[ RadSafe ] Gofman on TMI and Chernobyl deaths

KARAM, PHILIP ANDREW.KARAM at nypd.org
Mon May 13 08:58:01 CDT 2013


Boy, even if you accept his numbers for population dose and accept LNT
at any level of exposure the math still doesn't work out. Using a risk
coefficient of 5% per Sv a dose of 300 rem (3 Sv) gives a 15% chance of
fatal cancer. So (if I remember how to do this, which might not be a
good assumption), instead of 333 cancers we'd have 333 x 15% = 50 fatal
cancers. 

But even this is likely an over-estimate since virtually all off-site
dose to exposed individuals was so low, and since his population dose
figure is so high. It brings to mind the ICRP statement that, if the
dose to the most-exposed individual is trivial then the dose to all
individuals must be considered trivial and it's inappropriate to assume
that the collective dose will somehow have an impact.

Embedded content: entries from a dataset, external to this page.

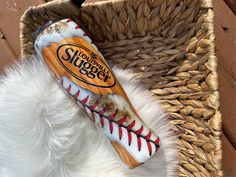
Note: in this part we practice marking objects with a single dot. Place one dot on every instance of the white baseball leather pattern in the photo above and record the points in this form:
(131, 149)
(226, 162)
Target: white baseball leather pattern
(135, 137)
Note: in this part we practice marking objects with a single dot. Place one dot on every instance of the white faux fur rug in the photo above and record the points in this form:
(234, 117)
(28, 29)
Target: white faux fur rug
(43, 133)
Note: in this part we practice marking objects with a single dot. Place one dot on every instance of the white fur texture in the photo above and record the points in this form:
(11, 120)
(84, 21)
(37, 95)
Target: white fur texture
(43, 133)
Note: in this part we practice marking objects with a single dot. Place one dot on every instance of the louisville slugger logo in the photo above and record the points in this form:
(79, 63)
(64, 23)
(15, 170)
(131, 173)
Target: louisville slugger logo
(85, 65)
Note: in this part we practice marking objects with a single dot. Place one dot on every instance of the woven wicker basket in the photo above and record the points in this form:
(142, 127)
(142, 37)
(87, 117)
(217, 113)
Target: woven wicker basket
(170, 45)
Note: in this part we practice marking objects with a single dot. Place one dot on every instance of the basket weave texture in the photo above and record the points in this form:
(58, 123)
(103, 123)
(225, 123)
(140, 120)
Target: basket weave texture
(169, 44)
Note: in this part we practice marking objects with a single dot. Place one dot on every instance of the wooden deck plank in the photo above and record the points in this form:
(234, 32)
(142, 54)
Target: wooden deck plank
(225, 31)
(231, 4)
(10, 19)
(229, 158)
(227, 104)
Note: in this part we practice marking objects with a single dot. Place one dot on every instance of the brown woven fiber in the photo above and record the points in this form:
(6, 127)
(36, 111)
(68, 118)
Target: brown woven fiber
(170, 45)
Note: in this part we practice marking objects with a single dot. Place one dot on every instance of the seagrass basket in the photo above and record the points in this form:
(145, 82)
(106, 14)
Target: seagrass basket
(170, 45)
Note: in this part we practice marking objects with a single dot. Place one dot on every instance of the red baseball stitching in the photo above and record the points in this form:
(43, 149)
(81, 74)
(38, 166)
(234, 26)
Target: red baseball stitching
(120, 123)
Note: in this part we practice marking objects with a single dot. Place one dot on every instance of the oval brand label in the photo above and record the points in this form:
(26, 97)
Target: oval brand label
(85, 65)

Or to use an
analogy I posted earlier, we can't throw a million one-gram rocks at
everyone in Cleveland and assume that, because the cumulative weight is
a ton, a few people will be crushed.

Andy

-----Original Message-----
From: radsafe-bounces at health.phys.iit.edu
[mailto:radsafe-bounces at health.phys.iit.edu] On Behalf Of Steven Dapra
Sent: Friday, May 10, 2013 11:22 PM
To: radsafe at agni.phys.iit.edu
Subject: [ RadSafe ] Gofman on TMI and Chernobyl deaths

May 10

         Gofman claimed a human exposure of 
100,000 man-rems from the Three Mile Island 
accident.  He then claimed one death per 300 
man-rems.  Dividing 100,000 by 300 gives 333 
deaths from Three Mile Island --- at least in Gofman's world.

         He made this claim in the Foreword to 
the 1979 printing of his book "Poisoned 
Power."  The Foreword will be found at this link:

http://www.ratical.org/radiation/CNR/PP/Foreward1979.txt

         To find his specific claim about the 
number of deaths, scroll down the page about 
two-thirds of the way to the paragraph beginning 
"Now we are ready to solve our equation."

         For Gofman's claims of deaths resulting 
from the Chernobyl accident, see a 1994 interview 
with Gofman in "Synapse," the student newspaper 
published by the University of California in San 
Francisco.  In the interview, Gofman said:

"After Chernobyl, I estimated that there were 
going to be 475,000 fatal cancers throughout 
Europe - with another 475,000 cancers that are 
not fatal. That estimate was based on the dose 
released on the various countries of fallout from Cesium-137."

         The link is:

http://www.mindfully.org/Nucs/Radiation-Threshold-Gofman20jun94.htm

         The quote is near the beginning of the interview.